GPUs are TERRIBLE at executing code with tons of branches.

Basically, GPUs execute instructions in lockstep groups of threads. Each group executes the same instruction at the same time. If there's a conditional, and only some of the threads in a group have a state that satisfies the condition, then the group is split and the paths are executed in serial rather than parallel. The threads following the "true" path execute while the threads that need to take the "false" path sit idle. Once the "true" threads complete, they sit idle while the "false" threads execute. Only once both threads complete do they reconverge and continue.

They're designed this way because it greatly simplifies the hardware. You don't need huge branch predictors or out-of-order execution engines, and it allows you to create a processor with thousands of cores (The RTX 5090 has over 24,000 CUDA cores!) without needing thousands of instruction decoders, which would be necessary to allow each core to do its own thing.
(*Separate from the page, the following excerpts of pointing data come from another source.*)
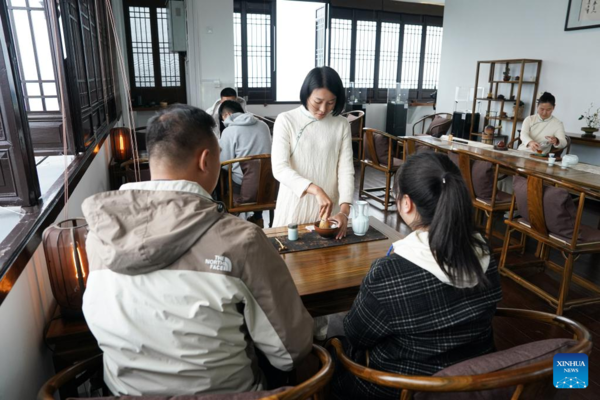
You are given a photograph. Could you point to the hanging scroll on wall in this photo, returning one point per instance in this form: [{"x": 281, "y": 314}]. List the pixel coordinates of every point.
[{"x": 583, "y": 14}]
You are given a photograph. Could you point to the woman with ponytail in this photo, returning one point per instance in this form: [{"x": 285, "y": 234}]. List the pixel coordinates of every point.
[{"x": 429, "y": 303}]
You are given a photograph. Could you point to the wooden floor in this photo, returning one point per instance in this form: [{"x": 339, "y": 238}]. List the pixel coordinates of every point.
[{"x": 508, "y": 333}]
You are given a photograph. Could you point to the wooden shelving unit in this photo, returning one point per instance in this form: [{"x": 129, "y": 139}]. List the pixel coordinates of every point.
[{"x": 516, "y": 88}]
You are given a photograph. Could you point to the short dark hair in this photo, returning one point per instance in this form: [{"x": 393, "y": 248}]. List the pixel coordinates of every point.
[
  {"x": 228, "y": 92},
  {"x": 230, "y": 105},
  {"x": 176, "y": 132},
  {"x": 438, "y": 190},
  {"x": 327, "y": 78},
  {"x": 547, "y": 98}
]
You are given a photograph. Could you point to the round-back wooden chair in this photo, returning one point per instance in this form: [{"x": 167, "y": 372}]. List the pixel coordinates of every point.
[
  {"x": 445, "y": 119},
  {"x": 83, "y": 371},
  {"x": 520, "y": 377},
  {"x": 270, "y": 122},
  {"x": 259, "y": 189}
]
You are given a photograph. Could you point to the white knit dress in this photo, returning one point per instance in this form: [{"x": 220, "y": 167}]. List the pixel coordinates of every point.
[{"x": 307, "y": 150}]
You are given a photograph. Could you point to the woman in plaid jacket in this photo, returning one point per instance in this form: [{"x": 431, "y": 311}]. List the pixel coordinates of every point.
[{"x": 430, "y": 303}]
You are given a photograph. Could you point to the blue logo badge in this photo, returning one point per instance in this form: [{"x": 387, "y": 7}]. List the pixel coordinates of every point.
[{"x": 571, "y": 371}]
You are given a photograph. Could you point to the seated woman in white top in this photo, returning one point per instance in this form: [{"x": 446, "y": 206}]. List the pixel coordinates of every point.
[
  {"x": 312, "y": 155},
  {"x": 542, "y": 131}
]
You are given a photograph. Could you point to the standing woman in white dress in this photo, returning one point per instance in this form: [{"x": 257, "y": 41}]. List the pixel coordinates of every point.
[{"x": 312, "y": 155}]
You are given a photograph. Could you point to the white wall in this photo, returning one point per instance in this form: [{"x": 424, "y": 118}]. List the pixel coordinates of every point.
[
  {"x": 489, "y": 30},
  {"x": 294, "y": 62},
  {"x": 210, "y": 50},
  {"x": 25, "y": 363}
]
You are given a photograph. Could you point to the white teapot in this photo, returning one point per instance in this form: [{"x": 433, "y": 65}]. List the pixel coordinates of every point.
[{"x": 360, "y": 217}]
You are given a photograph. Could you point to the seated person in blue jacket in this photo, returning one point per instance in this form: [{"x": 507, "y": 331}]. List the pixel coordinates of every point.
[
  {"x": 244, "y": 136},
  {"x": 429, "y": 303}
]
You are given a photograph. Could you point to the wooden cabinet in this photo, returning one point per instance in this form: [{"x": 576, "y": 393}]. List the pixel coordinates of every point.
[{"x": 507, "y": 82}]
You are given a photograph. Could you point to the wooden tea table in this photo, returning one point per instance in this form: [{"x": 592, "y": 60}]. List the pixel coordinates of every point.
[{"x": 328, "y": 279}]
There ARE ways to work around this. For example, it can sometimes be faster to compute BOTH sides of a branch, but then merely apply the "if" on which result to select. Then, each thread would merely need to apply an assignment, so the stalls only last for an instruction or two.

Of course, it's worth noting that this non-optimal behavior is only an issue with divergent branches. If every thread decides the "if" is true, there's no performance penalty.